Yesterday, I sat at the bedside of a sweet, dying, Christian woman who will soon be with Jesus. I prayed with her, read Scripture to her, and we talked some. She has been a great encourager to me.
Occasionally, it dawns on me just how short life on this earth really is. I’ve been thinking this morning, "Given what I know today. Given the experiences that I’ve been blessed with. Given the mistakes I’ve made and hopefully learned from. How would I live differently if I could start over?"
If I could start over, I would pay more attention to what God thinks, and less attention to what people think.
If I could start over, I would care less about what people think and more about whether or not I was loving them.
If I could start over, I would share Jesus more often with people who are not Christ-followers. I would spend less time pre-judging whether or not they would be interested.
If I could start over, I would hesitate less and initiate more.
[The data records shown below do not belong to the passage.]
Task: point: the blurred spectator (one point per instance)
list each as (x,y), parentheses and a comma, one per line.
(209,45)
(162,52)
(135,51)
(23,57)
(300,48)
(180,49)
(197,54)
At times my momentary hesitation has been rooted in fear and the refusal to risk.
If I could start over, I would try to stay focused on what is authentic and less concerned with keeping outdated and flawed systems maintained.
If I could start over, I would laugh more and complain less. I would pay attention to the beautiful (whether a child’s smile or the ocean at sunrise) and to the moments in life that bring a smile or even laughter.
If I could start over, I would encourage more and find fault less. I would spend more energy looking for the good that is around me.
If I could start over, I would be a more patient Dad. I would not make a big deal out of some things. I would look for more opportunities to really make the most of our short time together.
If I could start over, I would appreciate what I have more and not take for granted God’s gifts. I would appreciate my wife, my children, and my friends.